My breakfast present, a two tiered bento set filled with delicious food.
We headed to Magome and started our walk towards Tsumago. This is also the first time I’ve walked across two prefectures in about 4hours. Magome is in Gifu prefecture, while Tsumago is in Nagano prefecture. This stretch of the Nakasendo is very beautiful; and the area around it as well, definitely worthy to be part of The Association of The Most Beautiful Villages in Japan (Ine village is also one!)
At the start of the walk.
Neatly stacked firewood with a mountain view.
Along the way, I got my chance to see my first beware of bears sign that Karolina has seen many times. Sutou-san had a bear bell attached to his bag, and we also rang the bear bells we saw along the route; so all was well and we didn’t run into any bear trouble. Phew!
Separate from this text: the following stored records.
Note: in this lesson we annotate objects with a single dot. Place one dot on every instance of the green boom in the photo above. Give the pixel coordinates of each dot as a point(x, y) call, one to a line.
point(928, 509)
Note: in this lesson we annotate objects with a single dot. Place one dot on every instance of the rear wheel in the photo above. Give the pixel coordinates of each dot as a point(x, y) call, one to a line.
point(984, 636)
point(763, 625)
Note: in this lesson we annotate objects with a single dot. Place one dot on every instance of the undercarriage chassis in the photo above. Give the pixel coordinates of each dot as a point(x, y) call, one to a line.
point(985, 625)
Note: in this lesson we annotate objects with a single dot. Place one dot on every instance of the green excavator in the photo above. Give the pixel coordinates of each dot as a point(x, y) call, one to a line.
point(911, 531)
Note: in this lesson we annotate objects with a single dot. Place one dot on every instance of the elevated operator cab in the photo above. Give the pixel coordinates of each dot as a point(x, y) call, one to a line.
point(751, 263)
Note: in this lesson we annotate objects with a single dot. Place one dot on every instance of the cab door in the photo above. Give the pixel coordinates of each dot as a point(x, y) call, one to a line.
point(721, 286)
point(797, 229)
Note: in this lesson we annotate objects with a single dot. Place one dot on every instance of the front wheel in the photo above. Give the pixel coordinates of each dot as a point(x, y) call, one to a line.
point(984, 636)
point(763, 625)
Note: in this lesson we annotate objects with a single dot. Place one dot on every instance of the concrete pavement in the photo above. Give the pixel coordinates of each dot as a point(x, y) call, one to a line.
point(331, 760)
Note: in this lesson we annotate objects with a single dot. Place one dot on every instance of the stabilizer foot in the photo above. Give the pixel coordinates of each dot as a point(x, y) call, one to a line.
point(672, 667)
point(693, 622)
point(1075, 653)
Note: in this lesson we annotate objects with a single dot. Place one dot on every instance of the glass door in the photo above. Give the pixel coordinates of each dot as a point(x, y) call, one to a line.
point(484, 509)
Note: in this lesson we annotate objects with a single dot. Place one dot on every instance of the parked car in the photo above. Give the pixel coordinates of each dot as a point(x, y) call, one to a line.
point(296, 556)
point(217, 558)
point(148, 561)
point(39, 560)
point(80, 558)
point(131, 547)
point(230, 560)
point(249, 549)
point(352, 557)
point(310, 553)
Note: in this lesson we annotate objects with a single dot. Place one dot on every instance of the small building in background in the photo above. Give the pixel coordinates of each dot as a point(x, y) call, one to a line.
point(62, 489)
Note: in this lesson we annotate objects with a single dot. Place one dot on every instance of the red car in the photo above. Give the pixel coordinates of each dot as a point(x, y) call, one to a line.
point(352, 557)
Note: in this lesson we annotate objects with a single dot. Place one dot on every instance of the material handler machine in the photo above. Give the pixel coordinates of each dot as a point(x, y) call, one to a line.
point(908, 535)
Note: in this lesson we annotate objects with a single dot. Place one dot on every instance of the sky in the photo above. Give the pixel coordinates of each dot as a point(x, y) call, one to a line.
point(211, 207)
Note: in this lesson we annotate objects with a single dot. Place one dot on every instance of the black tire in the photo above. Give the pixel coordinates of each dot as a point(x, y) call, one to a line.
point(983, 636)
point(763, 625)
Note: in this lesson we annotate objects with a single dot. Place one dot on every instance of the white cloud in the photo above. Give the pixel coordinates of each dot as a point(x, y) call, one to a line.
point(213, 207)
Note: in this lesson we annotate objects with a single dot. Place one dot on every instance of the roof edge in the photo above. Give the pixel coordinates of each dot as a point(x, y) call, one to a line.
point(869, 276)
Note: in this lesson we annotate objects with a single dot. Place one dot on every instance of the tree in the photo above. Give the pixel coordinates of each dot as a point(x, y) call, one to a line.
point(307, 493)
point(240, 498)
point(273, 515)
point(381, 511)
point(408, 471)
My first bear sign and bear bell sighting!
We also stopped at one of the rest stops where we met Suzuki-san. He is one of the four caretakers of that rest stop, offering drinks, food, warmth and information for those who are walking the Nakasendo. Suzuki-san and Sutou-san gave an awesome performance of Kiso-bushi (singing) and Kiso-odori (dancing) together - Suzuki-san sang while Sutou-san danced. It was my first time seeing this and words cannot describe how great it was live and unplugged.
With Sutou-san and Suzuki-san.
I would love to have an irori in my future house.
We arrived in Tsumago hungry and ready for lunch, and for dessert, we had kuri shiruko. It was great to have on a rainy day like today, warming me up from inside. In Tsumago, we had a guide introduce Waki-Honjin Okuya. Our guide also explained the seating arrangement when it came to sitting around the Irori. There’s definitely a reason for everything!
Sweet goodness of Kuri-shiruko in my belly.
Sutou-san waiting for me at the Honjin.
After completing our Nakasendo walk, Sutou-san brought me to a couple more scenic places like the Momosuke Bridge, which I got to walk across. Nezame no Yuka, a series of rock formations created by gradual water erosion (one of the most beautiful sights I’ve seen on the route so far). We also went for a scenic drive along Kaida Highlands. Needless to say, the view was great with the autumn colours just starting there.
View of Nezame no Yuka.
We had to scramble over rocks to get to where the two people are standing.
The bridge over the river.
Did you know that valuable wood was once used as a form of payment as well?
Scenery along the route
Mushrooms and Alfafa sprouts. Yum?
This Sawara tree is about 300 years old!
Proof we walked the route.
Presents from Sutou-san. Thank you very much!